[CAUTION – SPOILER ALERTS!]
More to come, but we will start with the single most obvious question:
Q: The mental image of a “worm ranch” being operated as if it were a 19th Century land and cattle empire is, admittedly, hilarious, but how in the world did you parlay this 1-2 line joke into a 92,000-word adventure/romance novel?
A: It began in 1980 when a coworker and I happened to drive past a sign for Hickam’s Worm Ranch. Half a block later, my colleague was laughing. I asked what was so funny. “I was just wondering,” he chortled, “whether worm ranchers use tiny little lariats to rope the worms, then brand them with tiny branding irons.”
The rest of our day’s work was repeatedly interrupted by a profusion of worm ranch one-liners as we bantered back and forth, each trying to outdo the other with increasingly preposterous descriptions of life on a worm ranch.
Not long thereafter, the young marrieds’ group from our church held a function in which each couple was invited to share how they met. It was at this juncture that worm ranching became a part of my personal “story” and took a romantic turn: I had met my wife when she was a can-can dancer at a saloon in Wyoming and I was employed at a nearby worm ranch. (I might add that we were seated in a circle which meant that I would go first. My dear bride, bless her heart, had suffered amnesia and could only corroborate the very last part of our story wherein we were reunited under rather mundane circumstances.)
Nonetheless, my extemporaneous recollections went over well enough that when the opportunity arose to provide entertainment for a Valentine’s Day dinner, I expanded the story into a 20-minute monolog complete with some of the traditional songs wormboys sang around the campfire.

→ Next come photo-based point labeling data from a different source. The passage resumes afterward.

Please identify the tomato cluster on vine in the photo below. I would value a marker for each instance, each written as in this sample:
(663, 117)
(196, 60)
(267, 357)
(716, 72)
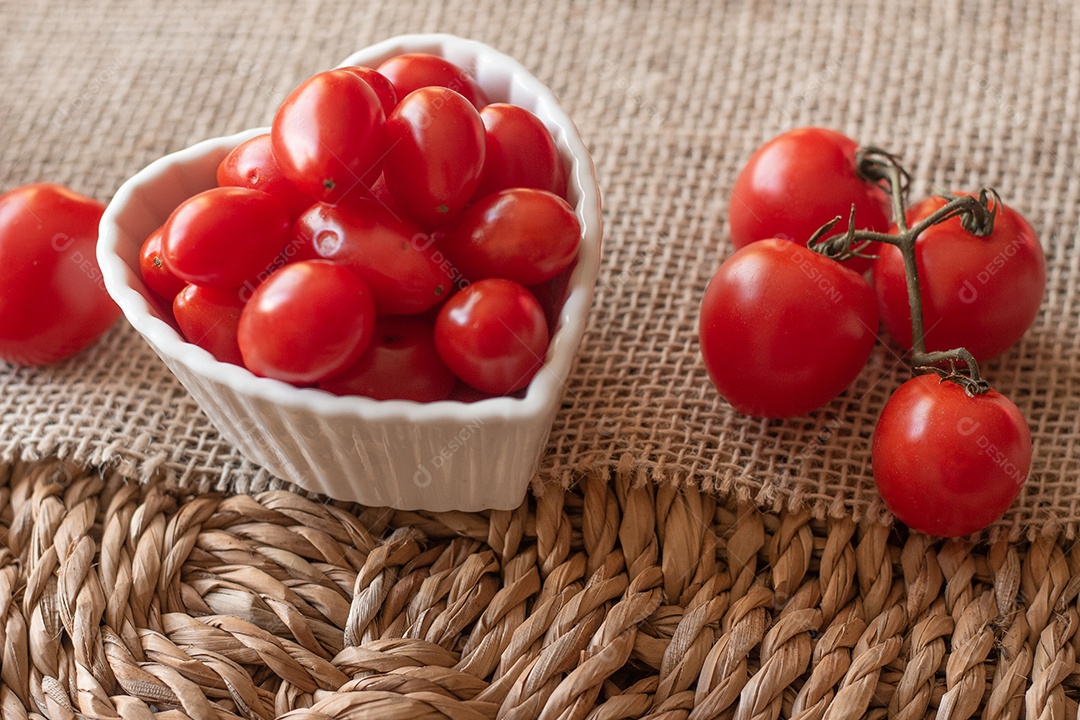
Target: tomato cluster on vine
(788, 321)
(393, 235)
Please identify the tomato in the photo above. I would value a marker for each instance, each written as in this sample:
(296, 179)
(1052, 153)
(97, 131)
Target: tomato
(798, 181)
(156, 273)
(52, 298)
(552, 295)
(493, 336)
(946, 463)
(225, 236)
(307, 322)
(522, 234)
(784, 330)
(327, 135)
(977, 293)
(208, 317)
(252, 164)
(401, 363)
(396, 260)
(435, 154)
(378, 82)
(518, 152)
(415, 70)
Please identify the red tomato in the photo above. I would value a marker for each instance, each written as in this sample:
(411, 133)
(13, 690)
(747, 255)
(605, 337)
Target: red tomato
(307, 322)
(208, 317)
(381, 85)
(977, 293)
(798, 181)
(493, 336)
(225, 236)
(416, 70)
(518, 152)
(400, 364)
(947, 463)
(396, 260)
(435, 154)
(784, 330)
(522, 234)
(52, 298)
(328, 135)
(252, 164)
(156, 274)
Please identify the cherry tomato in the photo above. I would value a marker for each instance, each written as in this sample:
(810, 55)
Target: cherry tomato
(208, 317)
(400, 364)
(977, 293)
(946, 463)
(799, 180)
(396, 260)
(522, 234)
(493, 336)
(552, 294)
(435, 154)
(784, 330)
(328, 135)
(225, 236)
(156, 273)
(252, 165)
(378, 82)
(518, 152)
(307, 322)
(52, 298)
(416, 70)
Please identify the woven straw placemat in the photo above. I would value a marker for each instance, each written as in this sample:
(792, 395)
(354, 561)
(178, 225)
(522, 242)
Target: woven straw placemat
(672, 97)
(608, 601)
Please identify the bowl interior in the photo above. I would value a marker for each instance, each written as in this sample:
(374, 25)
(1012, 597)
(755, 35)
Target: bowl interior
(145, 202)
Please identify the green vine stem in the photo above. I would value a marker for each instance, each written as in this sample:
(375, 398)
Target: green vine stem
(976, 215)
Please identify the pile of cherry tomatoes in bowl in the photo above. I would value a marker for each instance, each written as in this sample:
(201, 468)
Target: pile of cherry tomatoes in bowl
(393, 235)
(790, 320)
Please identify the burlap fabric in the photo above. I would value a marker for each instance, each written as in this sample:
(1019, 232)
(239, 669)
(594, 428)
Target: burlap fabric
(671, 97)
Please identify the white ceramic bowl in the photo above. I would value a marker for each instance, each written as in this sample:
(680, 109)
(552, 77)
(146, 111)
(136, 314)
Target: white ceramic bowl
(437, 456)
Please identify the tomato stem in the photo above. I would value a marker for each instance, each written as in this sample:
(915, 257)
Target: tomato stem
(976, 216)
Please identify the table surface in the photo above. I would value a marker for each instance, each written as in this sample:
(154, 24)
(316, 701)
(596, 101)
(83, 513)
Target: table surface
(671, 98)
(771, 593)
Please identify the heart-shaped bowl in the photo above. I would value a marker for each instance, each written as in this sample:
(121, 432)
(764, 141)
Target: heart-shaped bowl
(437, 456)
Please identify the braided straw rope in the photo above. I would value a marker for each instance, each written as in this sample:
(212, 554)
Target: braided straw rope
(609, 600)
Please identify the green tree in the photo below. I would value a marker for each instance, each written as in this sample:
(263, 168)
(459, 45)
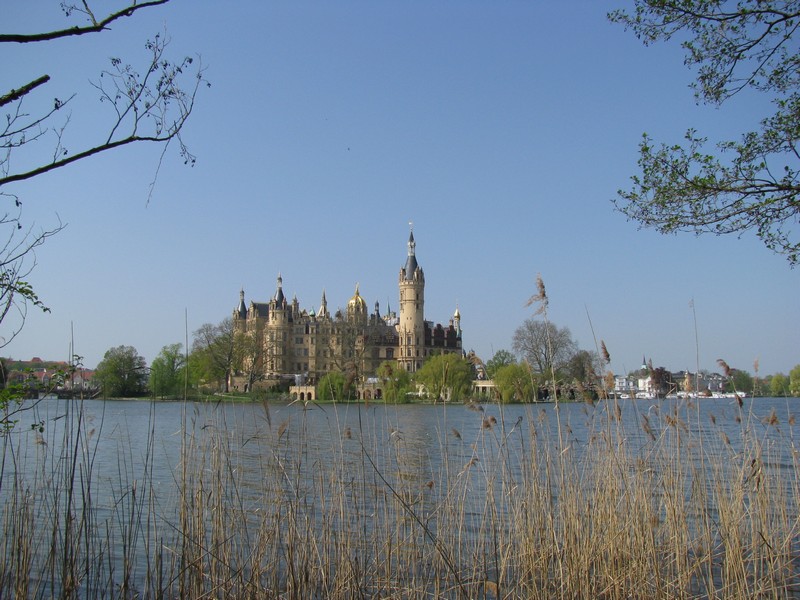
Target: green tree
(582, 369)
(544, 345)
(794, 381)
(214, 353)
(249, 354)
(148, 103)
(749, 44)
(446, 376)
(122, 373)
(501, 358)
(741, 381)
(396, 382)
(169, 373)
(779, 385)
(516, 383)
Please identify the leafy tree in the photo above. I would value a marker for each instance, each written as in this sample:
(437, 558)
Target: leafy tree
(136, 104)
(515, 382)
(214, 352)
(396, 382)
(794, 381)
(501, 358)
(17, 260)
(168, 372)
(443, 373)
(122, 373)
(750, 44)
(544, 345)
(779, 385)
(583, 368)
(249, 354)
(741, 381)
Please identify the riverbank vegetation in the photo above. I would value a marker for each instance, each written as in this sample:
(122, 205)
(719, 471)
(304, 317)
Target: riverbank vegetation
(671, 506)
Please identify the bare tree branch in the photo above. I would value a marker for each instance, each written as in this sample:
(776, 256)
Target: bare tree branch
(95, 27)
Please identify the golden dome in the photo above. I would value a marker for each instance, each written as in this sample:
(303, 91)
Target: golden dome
(357, 303)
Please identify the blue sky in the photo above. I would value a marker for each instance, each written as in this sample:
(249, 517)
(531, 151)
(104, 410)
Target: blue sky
(501, 129)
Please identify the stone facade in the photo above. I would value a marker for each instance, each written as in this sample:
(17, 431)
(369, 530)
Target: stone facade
(280, 340)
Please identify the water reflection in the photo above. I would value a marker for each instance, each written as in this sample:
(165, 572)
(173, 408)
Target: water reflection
(376, 478)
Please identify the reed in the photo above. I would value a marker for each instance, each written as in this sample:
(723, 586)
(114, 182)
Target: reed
(512, 508)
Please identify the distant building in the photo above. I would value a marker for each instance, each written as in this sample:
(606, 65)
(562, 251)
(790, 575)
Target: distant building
(280, 340)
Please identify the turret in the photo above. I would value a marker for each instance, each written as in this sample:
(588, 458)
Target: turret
(411, 326)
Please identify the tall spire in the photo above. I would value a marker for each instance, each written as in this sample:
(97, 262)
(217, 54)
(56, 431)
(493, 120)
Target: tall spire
(279, 298)
(411, 261)
(242, 308)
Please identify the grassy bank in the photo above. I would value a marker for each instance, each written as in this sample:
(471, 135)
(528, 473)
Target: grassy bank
(671, 508)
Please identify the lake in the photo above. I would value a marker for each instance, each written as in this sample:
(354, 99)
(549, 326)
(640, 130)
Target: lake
(136, 498)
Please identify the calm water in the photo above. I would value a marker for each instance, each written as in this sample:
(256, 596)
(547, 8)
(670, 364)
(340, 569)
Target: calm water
(119, 449)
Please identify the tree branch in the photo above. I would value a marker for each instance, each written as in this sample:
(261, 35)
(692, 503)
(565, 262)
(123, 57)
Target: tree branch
(24, 38)
(15, 95)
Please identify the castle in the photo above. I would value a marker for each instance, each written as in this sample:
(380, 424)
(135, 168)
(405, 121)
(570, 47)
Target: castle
(277, 339)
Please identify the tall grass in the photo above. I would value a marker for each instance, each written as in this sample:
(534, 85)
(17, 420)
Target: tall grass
(516, 507)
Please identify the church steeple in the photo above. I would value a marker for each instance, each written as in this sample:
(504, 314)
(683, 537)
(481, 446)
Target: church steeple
(279, 297)
(411, 325)
(411, 262)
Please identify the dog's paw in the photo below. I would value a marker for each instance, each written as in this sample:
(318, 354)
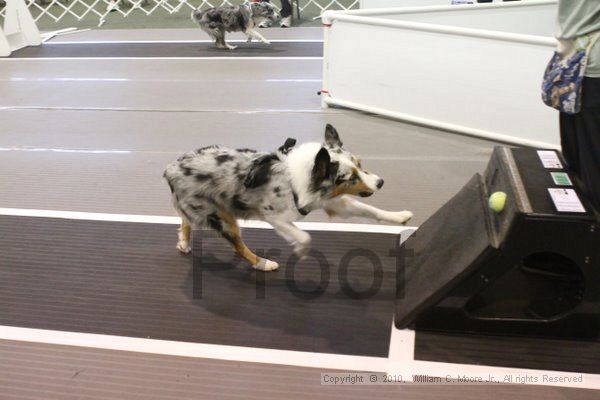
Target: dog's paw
(302, 246)
(399, 217)
(184, 246)
(265, 265)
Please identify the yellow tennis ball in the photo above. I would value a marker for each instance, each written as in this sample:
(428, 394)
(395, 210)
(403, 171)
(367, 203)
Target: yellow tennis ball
(497, 201)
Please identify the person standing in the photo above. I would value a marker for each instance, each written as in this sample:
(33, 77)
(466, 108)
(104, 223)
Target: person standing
(580, 132)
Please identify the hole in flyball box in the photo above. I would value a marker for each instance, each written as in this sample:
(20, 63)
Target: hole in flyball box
(542, 286)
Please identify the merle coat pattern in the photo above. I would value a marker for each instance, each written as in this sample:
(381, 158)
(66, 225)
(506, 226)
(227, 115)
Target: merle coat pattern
(217, 21)
(214, 186)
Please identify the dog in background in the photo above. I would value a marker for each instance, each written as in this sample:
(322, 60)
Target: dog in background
(217, 21)
(214, 186)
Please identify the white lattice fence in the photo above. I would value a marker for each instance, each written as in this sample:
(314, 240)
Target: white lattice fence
(59, 10)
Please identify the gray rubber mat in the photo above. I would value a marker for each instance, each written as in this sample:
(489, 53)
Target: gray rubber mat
(534, 353)
(128, 279)
(184, 49)
(37, 371)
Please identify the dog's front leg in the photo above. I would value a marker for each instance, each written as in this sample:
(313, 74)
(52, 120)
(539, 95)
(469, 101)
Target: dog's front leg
(294, 235)
(252, 34)
(346, 206)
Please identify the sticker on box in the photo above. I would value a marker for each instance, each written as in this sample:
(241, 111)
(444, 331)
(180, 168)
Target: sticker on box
(550, 159)
(566, 200)
(561, 179)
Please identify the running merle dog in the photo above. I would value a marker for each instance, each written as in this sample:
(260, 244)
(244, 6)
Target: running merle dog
(217, 21)
(214, 186)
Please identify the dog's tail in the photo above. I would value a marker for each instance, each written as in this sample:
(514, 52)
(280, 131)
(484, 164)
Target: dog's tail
(196, 15)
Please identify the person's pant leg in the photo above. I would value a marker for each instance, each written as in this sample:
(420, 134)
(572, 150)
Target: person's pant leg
(286, 8)
(580, 137)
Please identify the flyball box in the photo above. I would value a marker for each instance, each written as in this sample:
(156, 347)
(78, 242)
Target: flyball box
(532, 269)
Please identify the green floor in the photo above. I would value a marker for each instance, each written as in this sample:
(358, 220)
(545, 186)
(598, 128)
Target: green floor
(138, 19)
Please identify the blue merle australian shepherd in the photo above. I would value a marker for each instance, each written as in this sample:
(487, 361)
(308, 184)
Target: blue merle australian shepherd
(214, 186)
(217, 21)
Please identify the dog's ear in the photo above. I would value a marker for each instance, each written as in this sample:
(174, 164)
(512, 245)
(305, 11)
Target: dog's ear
(260, 172)
(321, 170)
(332, 139)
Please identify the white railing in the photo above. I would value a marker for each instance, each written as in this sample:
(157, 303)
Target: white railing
(473, 69)
(60, 11)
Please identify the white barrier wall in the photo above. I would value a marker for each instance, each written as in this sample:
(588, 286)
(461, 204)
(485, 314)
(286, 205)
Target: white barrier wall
(19, 28)
(451, 76)
(402, 3)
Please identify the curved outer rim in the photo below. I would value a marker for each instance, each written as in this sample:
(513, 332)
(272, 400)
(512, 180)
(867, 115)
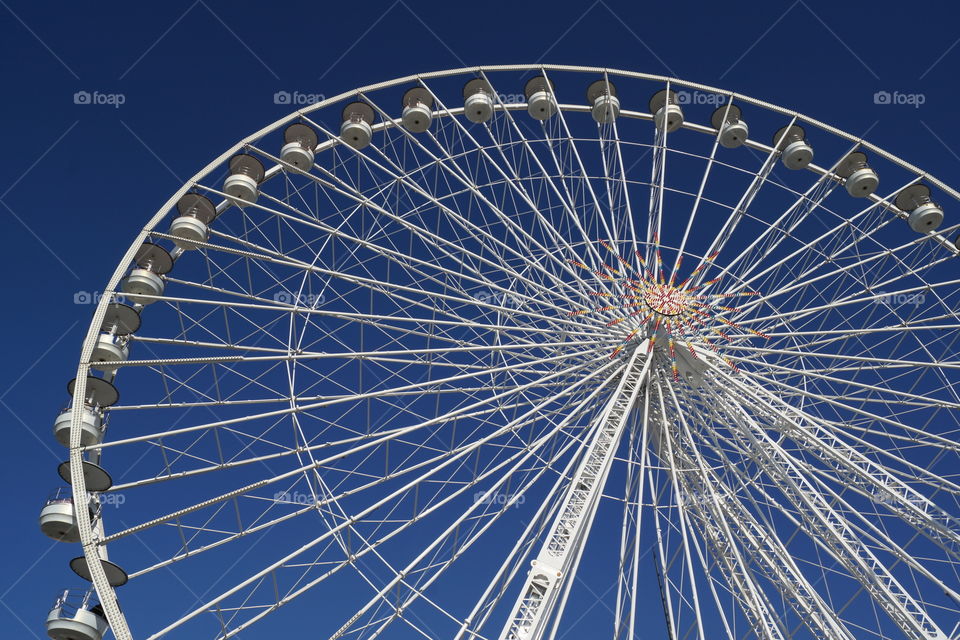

The element of rivalry between wormboys and cowboys arose when I realized some of the wormboys’ music, culture, and lore had been hijacked by Hollywood and rebranded (so to speak) as a portrayal of cowboy life. Presumably, to increase ticket sales, these media moguls had substituted thousand-head herds of cattle being driven down a dusty trail for the historically accurate million-head herds of worms driven on a slimy trail.
Thus, the “Western” had come into vogue with no regard for historical integrity. For example, wormboys almost never engaged in gunfights. And when they did there were few casualties. Wormboys are simply too skinny to make easy targets.
Nashville committed a similarly egregious usurping of wormboy ballads, churning out butchered reworkings of such classics as “Streets of El Wormo” “My Heroes Have Always Been Wormboys” and even spinning, “Rawhide” from the beloved classic, “Wormslime.”
As a life-long champion of truth, I felt compelled to make a stand. From that point on I was on a mission to set the record straight.
And the rest, as they say, is fiction. Thirty-seven years later, my carefully researched and thoroughly fact-free expose’ of wormboy life and culture was ready for the world to hear.